Wes continues: And why did Frank Rich in particular inspire the "intestines on a stick" request? I know that Frank Rich was knocking Mel and all, but is there something that sets him apart from the other New York Times columnists in the shish-kebabbed jejunum flavor department?
Good question. I can only assume that the other writers' viscera had been already spoken for. Ann Coulter presumably gets Maureen Dowd's liver because Maureen dissed the Pres by implying he really isn't smarter than Ann. Bill O'Reilly has had dibs on Judith Maslin's kidneys ever since she gave Al Franken's book a positive review. I don't know about the other columnists and the comparative tastiness of their organs, but I did find this information in a piece about the health risks of eating Philippine street food (Pinoy Health):
IUD is skewered chicken intestines, grilled until it becomes brown in color. [Note: I never knew that's how they made IUDs.] A close relative is the isaw, which is the local name for grilled pork innards. IUD’s and isaw can be had from 3 to 5 pesos per serving on a stick.Between isaw and IUD, it is more hygienic to eat pork intestines. Chicken intestines are so small that some vendors don't seem to care about cleaning it. Chances are, you get a taste of intestines spiced up with chicken feces. This author had the misfortune of unwittingly having to taste the succulent sweetness of milky chicken manure creeping right inside those grilled chicken innards.

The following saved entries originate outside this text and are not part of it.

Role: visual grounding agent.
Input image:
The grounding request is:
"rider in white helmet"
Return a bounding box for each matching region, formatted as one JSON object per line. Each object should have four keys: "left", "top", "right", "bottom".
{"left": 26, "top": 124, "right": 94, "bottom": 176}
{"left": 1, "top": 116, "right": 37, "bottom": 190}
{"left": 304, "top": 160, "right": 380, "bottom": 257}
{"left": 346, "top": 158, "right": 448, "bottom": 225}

So, it's probably something like that.
Back to Wes : Somehow, I'd never before been prompted to contemplate the culinary virtues of newspaper columnists' viscera. Yes, I know, Mike Tyson pioneered this whole sample-your-opponent thing with that fight against Evander Holyfield a while ago but, alas, we must remember that Iron Mike was merely gnawing on Evander's ear-- an *external* organ. Mel Gibson, in contrast, has raised the bewildering prospect of internal organ barbecues.

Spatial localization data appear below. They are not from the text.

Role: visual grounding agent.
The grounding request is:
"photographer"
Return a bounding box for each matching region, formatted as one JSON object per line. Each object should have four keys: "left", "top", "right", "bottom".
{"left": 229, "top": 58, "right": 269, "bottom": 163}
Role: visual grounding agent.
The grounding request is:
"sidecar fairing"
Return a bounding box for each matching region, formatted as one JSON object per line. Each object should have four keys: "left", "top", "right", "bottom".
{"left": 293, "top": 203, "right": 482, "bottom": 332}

Yes, but per the New Yorker, right after Mel made his famous "I Wish Frank Rich was an Oscar Meyer Wiener" remark, Paul Lauer, Mel's Marketing Man, immediately chimed in with:
“The thing you have to understand is that the distance between Mel's heart and his mouth is greater than the distance between his imagination and his mouth.
I think what Lauer was trying to say is that Mel's eyes are bigger than his stomach, and so even though he might WANT Rich's intestines on a stick, he couldn't eat them all, and would end up having to take some of them home in a doggy bag (along with Rich's dog).
At the very least, the columnists at the New York Times will have a new, highly personal issue to debate amongst each other.
Very true. And also some uneasiness about accepting any invitation which begin "We'd like to have you for dinner."
So, thanks, Wes, for giving us all something to think about if we ever aspire to being a NYT critic. And also some interesting new ideas for Thanksgiving.